His style, with heart and soul placed proudly on his sleeve, makes readers feel as though they have found a new friend. Now, after four years of articles, essays, and confessions, Ken brings his collected works and several new pieces to one place with the anthology Tiny Mix Tapes of the Soul. Ken Napzok spent three years as a rock radio personality at K-Bear 95 in Pismo Beach, California before leaving the “biz” for Los Angeles. After logging time in the glamorous world of screenwriting and sketch comedy, Ken left it all for the many stages of Los Angeles’s stand-up comedy circuit… because apparently driving two hours for non-paying gigs in front of ten people is just that much more fulfilling. |
What I loved:
I absolutely devoured this book and couldn’t put it down.
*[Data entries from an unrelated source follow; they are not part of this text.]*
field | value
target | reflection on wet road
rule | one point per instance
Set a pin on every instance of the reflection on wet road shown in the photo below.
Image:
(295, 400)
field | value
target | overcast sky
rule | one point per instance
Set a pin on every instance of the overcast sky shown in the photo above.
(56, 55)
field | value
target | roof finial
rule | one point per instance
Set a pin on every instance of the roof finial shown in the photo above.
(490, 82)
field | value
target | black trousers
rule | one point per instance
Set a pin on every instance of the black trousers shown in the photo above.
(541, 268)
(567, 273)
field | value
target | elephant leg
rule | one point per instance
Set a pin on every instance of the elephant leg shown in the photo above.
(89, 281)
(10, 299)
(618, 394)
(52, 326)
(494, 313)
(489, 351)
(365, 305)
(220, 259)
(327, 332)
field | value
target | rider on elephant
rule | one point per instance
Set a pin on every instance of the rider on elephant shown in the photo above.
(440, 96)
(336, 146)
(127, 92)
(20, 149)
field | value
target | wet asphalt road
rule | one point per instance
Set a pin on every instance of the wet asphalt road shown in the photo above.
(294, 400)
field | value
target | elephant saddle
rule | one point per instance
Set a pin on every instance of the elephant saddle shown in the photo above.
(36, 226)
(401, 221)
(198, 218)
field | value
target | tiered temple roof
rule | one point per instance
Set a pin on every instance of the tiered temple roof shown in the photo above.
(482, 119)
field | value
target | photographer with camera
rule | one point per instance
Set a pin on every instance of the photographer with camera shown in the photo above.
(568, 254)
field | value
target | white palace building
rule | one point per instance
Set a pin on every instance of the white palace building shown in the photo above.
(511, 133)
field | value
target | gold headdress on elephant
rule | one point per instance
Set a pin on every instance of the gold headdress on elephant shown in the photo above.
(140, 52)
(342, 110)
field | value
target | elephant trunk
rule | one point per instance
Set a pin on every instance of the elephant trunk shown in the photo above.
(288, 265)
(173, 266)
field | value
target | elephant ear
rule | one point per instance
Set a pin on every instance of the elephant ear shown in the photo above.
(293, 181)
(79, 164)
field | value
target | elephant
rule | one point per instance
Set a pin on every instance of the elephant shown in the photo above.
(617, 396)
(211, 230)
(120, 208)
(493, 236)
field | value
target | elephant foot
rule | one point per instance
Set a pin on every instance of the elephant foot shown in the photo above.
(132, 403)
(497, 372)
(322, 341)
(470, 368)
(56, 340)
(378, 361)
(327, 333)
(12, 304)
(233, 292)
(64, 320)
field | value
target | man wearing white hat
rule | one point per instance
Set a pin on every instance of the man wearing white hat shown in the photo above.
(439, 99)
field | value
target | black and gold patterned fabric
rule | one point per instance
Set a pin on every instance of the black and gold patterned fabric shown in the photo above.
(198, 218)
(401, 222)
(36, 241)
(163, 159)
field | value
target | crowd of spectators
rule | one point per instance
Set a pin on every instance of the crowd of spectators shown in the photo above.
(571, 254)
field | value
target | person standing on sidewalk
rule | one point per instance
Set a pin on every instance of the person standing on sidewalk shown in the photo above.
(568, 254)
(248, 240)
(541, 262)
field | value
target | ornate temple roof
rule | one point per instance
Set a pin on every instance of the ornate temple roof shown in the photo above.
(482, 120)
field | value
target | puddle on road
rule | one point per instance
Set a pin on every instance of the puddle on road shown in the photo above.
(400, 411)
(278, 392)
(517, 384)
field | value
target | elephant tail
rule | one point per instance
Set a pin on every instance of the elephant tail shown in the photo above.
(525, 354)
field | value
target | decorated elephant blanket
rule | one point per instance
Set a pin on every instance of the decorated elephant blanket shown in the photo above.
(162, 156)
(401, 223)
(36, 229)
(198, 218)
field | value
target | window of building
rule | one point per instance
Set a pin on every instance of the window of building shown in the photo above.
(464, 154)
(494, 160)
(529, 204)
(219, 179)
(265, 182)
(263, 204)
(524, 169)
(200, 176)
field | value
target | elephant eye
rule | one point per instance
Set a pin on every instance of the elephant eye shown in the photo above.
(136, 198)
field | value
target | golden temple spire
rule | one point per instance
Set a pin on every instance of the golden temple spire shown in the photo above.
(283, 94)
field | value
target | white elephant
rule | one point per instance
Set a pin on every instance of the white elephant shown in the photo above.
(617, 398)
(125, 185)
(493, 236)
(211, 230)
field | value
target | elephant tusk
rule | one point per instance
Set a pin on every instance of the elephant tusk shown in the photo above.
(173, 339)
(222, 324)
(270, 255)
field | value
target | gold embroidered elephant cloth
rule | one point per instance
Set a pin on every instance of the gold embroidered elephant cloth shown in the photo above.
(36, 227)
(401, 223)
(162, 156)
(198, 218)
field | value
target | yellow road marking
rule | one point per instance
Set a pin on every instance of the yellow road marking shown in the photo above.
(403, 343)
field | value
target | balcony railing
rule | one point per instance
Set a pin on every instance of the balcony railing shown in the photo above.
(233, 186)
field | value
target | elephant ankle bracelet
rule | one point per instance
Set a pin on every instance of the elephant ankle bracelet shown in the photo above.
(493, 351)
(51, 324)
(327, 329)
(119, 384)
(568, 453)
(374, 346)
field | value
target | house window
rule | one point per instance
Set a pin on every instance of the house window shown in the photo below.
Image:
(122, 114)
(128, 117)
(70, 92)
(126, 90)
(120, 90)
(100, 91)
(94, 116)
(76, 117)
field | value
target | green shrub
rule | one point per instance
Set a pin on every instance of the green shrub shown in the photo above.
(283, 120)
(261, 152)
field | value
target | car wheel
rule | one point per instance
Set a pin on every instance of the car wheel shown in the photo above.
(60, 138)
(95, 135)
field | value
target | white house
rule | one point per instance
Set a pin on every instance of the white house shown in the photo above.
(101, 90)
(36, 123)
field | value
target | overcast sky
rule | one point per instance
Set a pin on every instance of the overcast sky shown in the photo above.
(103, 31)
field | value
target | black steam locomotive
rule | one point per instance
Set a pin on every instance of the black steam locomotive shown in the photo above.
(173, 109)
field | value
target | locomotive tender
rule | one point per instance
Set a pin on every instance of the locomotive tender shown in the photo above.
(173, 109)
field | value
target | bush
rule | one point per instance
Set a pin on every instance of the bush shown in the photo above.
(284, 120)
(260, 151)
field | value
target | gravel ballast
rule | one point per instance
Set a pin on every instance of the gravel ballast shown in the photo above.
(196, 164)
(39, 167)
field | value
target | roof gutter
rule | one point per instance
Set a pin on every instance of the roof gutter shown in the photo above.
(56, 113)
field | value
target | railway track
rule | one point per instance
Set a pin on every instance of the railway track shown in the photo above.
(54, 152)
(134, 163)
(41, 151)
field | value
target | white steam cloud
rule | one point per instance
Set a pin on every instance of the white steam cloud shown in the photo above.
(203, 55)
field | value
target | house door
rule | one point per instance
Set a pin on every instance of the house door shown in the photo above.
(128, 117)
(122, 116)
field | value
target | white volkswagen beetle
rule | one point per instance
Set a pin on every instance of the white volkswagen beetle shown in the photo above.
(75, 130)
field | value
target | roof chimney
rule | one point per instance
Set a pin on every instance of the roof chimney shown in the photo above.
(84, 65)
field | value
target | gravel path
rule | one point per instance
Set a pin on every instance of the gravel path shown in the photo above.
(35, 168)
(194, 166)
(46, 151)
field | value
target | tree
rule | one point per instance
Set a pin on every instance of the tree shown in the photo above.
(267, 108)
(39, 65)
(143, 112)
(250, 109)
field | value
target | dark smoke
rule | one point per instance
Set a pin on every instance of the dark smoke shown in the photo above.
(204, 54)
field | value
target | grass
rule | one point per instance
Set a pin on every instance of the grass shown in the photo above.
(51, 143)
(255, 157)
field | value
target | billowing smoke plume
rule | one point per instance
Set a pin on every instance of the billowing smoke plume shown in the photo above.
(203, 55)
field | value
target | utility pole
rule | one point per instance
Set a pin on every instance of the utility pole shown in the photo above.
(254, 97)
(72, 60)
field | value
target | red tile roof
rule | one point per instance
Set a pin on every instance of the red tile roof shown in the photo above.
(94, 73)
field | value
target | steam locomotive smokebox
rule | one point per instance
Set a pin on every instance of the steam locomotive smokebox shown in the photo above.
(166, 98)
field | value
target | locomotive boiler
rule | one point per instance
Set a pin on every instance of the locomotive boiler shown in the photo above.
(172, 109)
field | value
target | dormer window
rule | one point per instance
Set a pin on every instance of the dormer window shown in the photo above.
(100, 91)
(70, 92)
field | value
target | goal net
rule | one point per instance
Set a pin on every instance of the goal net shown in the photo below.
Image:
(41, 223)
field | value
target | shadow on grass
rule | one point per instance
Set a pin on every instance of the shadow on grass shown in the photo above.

From the first page I connected to Ken’s voice, probably because I was such a late bloomer in my own life. Ken starts off light-hearted with his opening words, but as I immersed myself into each of his essays, I found them alive with pain, struggle, and a raw depth that can only be found as we step on the ledge of life.
I expected to see bits and pieces of the kid I remember from childhood, and instead found that Ken’s journey paralleled my own early adult years in so many ways. The struggle for love, the dark moments where the only lifeline you have is a song or a story, and the duality of a life lived under a family’s shadow while you try to forge your own path. It was like watching the core of my soul travel a different path filled with music and Hollywoodisms (something I know zero about, BTW).
If you grew up somewhere between the 70s and 90s, this book is ripe with nostalgia. So many of the band names brought me right back to my childhood and the remembered love of anything from Aerosmith to Madonna to Beastie Boys. But between the music and utterly hilarious tale about the music snob buying back CDs is a heart-warming journey of dark, raw pain and how one man kept fighting for his place in the world until he held a spark of hope for the future.
Areas needing a touch of refinement:
I wish this story had one more pass at an editor. The prose is clean and honestly hooked me from the first line, but there were a few spots here and there where errant apostrophes or commas run wild. They might even be breeding. It pulled me out of the story a few times, but the voice was strong enough to keep me immersed and racing forward.
Overall:
I’d highly recommend this book for anyone, especially those who love the movie “High Fidelity.” Music snobbery is real, but Ken’s journey is one any person can identify with. He has a way of digging deep into the reader’s soul as if the book itself plays a subtle mix tape in the reader’s head, and I hope to see Ken’s library of tales grow because I’ll probably devour them all.